One of the most interesting characteristics of processes of abstraction are the ambiguities inherent in them. Since abstractions miss something real, they are always equivocations. This happens in language when we can't decide what to call something. Is Pluto a planet or an asteroid? In statistics, ambiguity appears in the form of studies that contradict each other. Are eggs good for you or not, for chrissake? Statistical analyses are objective and help us overcome the biases of our thought processes, such as when they show us the irrationality of our fear of flying, sharks, and home invasion. But it's easy to slice the world into irreconcilable parts when those parts are so small in comparison to the actual, ever-changing world. Scientists often can't reproduce the results of their experiments. This means that either 1) the laws or regularities of the world are not the same now as they were at the time of the experiment or 2) there is some variable which they have not accounted for. And there are always variables that are not accounted for.

With the growing trend of personal data collection, from activity tracking to sleep monitoring to mental acuity quantification, we will soon be able to analyze ourselves with ever greater scrutiny. If you want to know exactly how far you've run in the last five years, you can do that. Does this make you a better runner? That is not clear, but the trend is. We'll soon be able to use the data mining techniques that advertisers like Google created on ourselves. In some ways, this is exciting. What better way to know thyself than with objective data? Conquering ourselves may be the next frontier of the powers of abstraction. But this path will be fraught with even greater dangers of experience lost, fetishization, and ambiguity.

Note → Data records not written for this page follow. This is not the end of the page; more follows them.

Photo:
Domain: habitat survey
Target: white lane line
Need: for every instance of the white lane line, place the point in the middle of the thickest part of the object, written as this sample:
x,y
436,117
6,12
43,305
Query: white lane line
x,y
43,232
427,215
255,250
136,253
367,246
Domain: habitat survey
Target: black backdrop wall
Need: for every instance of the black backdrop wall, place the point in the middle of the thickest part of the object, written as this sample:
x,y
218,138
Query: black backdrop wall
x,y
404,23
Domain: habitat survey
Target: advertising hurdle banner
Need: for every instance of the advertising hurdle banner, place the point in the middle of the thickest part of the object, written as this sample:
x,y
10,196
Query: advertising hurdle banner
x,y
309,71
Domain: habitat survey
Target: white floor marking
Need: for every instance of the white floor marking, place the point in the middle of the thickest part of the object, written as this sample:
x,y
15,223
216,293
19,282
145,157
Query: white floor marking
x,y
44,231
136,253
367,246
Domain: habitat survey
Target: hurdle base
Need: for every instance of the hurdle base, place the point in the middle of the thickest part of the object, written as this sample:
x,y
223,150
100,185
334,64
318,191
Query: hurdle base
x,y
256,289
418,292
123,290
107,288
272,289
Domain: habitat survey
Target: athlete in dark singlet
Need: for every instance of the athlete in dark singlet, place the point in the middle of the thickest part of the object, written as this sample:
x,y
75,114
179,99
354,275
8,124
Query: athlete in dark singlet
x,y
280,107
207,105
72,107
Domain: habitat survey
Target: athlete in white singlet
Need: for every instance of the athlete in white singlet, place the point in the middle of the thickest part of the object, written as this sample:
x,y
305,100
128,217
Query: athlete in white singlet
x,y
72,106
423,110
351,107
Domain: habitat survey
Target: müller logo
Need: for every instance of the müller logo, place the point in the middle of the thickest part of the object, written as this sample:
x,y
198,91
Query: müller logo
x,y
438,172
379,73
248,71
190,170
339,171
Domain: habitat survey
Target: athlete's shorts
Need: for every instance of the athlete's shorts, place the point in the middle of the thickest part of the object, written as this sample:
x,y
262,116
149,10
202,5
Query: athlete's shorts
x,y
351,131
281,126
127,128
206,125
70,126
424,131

  1. A statistical approach that I've found very useful and fascinating, which you might enjoy reading about (if you haven't already encountered it) is something called the "Maximum Entropy Principle", which involves maximizing Shannon's informational entropy H=-K*sum_m(p_m*ln(p_m)) subject to constraints in order to find the functional form for the probabilities p_m that should be assigned to each microstate m of a particular system. The richness comes about through the choice of constraints -- in addition to normalization of the probability distribution to unity, for thermodynamic calculations one can introduce say that = sum_m(p_m*E_m) is known experimentally (average system energy) and the system is closed -- out comes the functional form for p_m of a canonical ensemble in statistical mechanics. You can add in that the average number of particles is known and that the system is open -- out comes the p_m for a grand canonical ensemble. In other words, by writing what we "know" and maximizing our uncertainty in what we don't know (i.e., introducing no additional bias or implied information), one can recover a lot of important results from a variety of fields.

  2. What if, as you measure yourself on, as you suggest, running, that you find that your times & performance are declining as result of age? You might try to work harder, but you also might get depressed and give up, so as in quantum physics the act of measuring actually affects the out come.

  3. Jon, Guess I still have a few things to learn about statistics! I have a passing familiarity with Shannon's work and the relation between entropy and information, but I'm having trouble connecting this to Bayes.

    BDW, I like the connection to Heisenberg--is data destiny? But I'd also add that, just because your times are declining as you age, there are many other variables you'd have to rule out in order to show that it's _because_ of age. I think this gets to Jon's point that all we can know are probabilities of correlation, and it all depends on how we choose constraints.